The high court, in one of its judgments delivered in May, has ruled that a convict, who had been extended benefit of section 382-B of the Criminal Procedure Code, was not entitled to the remission granted during the period he remained an under-trial prisoner.
Previously, the prison authorities in the province allowed remission to the prisoners who were extended benefit of section 382-B of the CrPC — a section under which a period of detention of an under-trial prisoner has to be considered while awarding sentence to him.
The verdict was delivered by a division bench headed by Justice Nasirul Mulk on May 17 in a habeas corpus petition of Akber Khan Marwat, a former additional secretary of Housing and Physical Planning Department, convicted by an accountability court. Following that verdict, the authorities in different prisons have not been extending remission to prisoners for the period when they remained under-trial.
In that case the Advocate-General, NWFP, Barrister Jehanzaib Raheem, had represented the prison authorities and the government, Advocate Farooq Adam, appeared for the National Accountability Bureau (NAB), and Abdul Sattar Khan represented the petitioner.

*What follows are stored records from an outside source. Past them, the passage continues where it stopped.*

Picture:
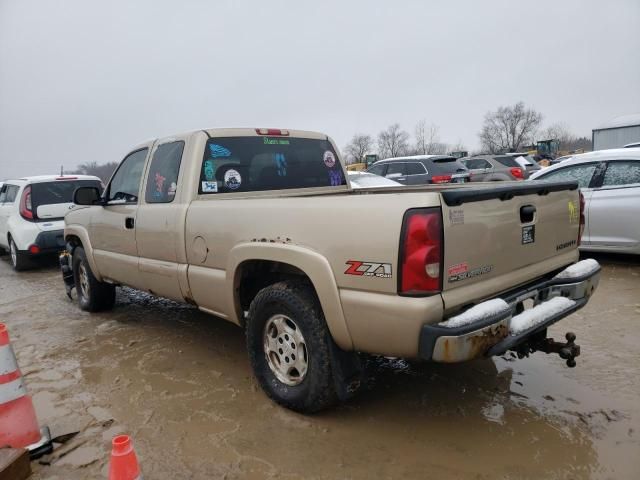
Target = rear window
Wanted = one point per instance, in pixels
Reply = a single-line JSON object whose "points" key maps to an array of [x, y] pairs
{"points": [[250, 164], [445, 165], [508, 162], [60, 191]]}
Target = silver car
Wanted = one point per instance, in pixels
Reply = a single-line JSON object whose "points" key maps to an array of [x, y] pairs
{"points": [[610, 183]]}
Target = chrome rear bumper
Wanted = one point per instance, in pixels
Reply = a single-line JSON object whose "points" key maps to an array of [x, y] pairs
{"points": [[497, 325]]}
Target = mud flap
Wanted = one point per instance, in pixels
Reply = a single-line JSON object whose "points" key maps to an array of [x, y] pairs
{"points": [[67, 271], [348, 369]]}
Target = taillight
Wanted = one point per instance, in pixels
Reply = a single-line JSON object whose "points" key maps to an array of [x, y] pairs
{"points": [[441, 179], [582, 219], [272, 132], [517, 173], [25, 204], [421, 253]]}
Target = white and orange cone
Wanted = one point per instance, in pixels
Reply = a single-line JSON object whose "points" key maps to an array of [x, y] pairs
{"points": [[18, 422], [124, 463]]}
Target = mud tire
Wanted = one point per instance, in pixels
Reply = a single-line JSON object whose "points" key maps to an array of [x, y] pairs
{"points": [[100, 296], [19, 261], [298, 301]]}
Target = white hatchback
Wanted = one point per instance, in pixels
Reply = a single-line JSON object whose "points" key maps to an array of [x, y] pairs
{"points": [[610, 183], [32, 211]]}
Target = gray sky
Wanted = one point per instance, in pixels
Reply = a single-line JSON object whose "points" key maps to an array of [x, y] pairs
{"points": [[85, 80]]}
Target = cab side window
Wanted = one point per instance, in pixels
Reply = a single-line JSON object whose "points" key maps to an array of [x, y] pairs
{"points": [[582, 173], [622, 173], [378, 169], [8, 193], [162, 181], [125, 184]]}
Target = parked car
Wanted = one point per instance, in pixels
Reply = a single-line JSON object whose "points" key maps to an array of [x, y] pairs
{"points": [[610, 183], [422, 169], [368, 180], [493, 168], [32, 211], [260, 227]]}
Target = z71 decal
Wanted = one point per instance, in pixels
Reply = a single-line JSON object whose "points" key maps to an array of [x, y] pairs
{"points": [[368, 269]]}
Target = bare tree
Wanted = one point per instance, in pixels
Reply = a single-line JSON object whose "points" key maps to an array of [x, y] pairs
{"points": [[103, 171], [393, 142], [559, 132], [508, 128], [427, 140], [359, 145]]}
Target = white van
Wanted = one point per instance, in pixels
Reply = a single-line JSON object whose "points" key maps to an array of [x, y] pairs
{"points": [[32, 211]]}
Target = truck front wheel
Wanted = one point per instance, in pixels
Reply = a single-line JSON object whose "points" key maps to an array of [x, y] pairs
{"points": [[290, 347], [93, 296]]}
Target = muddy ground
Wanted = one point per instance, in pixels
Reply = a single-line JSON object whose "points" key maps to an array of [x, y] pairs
{"points": [[179, 382]]}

The petitioner had moved the court on the ground that the remissions extended to him, when he was facing trial, were withdrawn after the President issued directives that remissions should not be extended to prisoners in accountability cases. He claimed that he was extended those remissions before the directives were issued by the president and, when he was an under-trial prisoner.
The bench had observed: “The stage at which the grant of the benefit of section 382-B is to be considered by the court is when it is passing sentence of imprisonment after convicting the accused. The section does not say that the sentence of imprisonment shall commence from the date of arrest of the convict, but only that period of detention already undergone by him, as an under-trial prisoner shall be counted towards his sentence of imprisonment.”
The court added: “The clear wordings of the section does not allow the creation of a legal fiction by which the sentence of imprisonment shall be made to commence from a date prior to its imposition.”
The bench observed that under Rule 206(i) of the Prison Rules, remission should be calculated from the first day of the calendar month next following the date of the prisoner’s sentence. The court also discussed Rule 199 of the Prison Rules and observed that the said two rules clearly indicated that the remission under the Prison Rules could be earned only by a convict, who had been sentenced to imprisonment. The rules do not admit of any remissions to an under-trial prisoner.
The Chairman of Voice of Prisoners, Advocate Noor Alam Khan, told Dawn that usually a simple trial was concluded in more than a two-year period and, for that delay an under-trial prisoner could not be held responsible.
He added that the law should be suitably amended so that a prisoner could be awarded remission for the period when he was facing trial.
He informed that a number of prisoners could not be released from prison as the prison authorities have declined to allow them remission for the period they faced trial.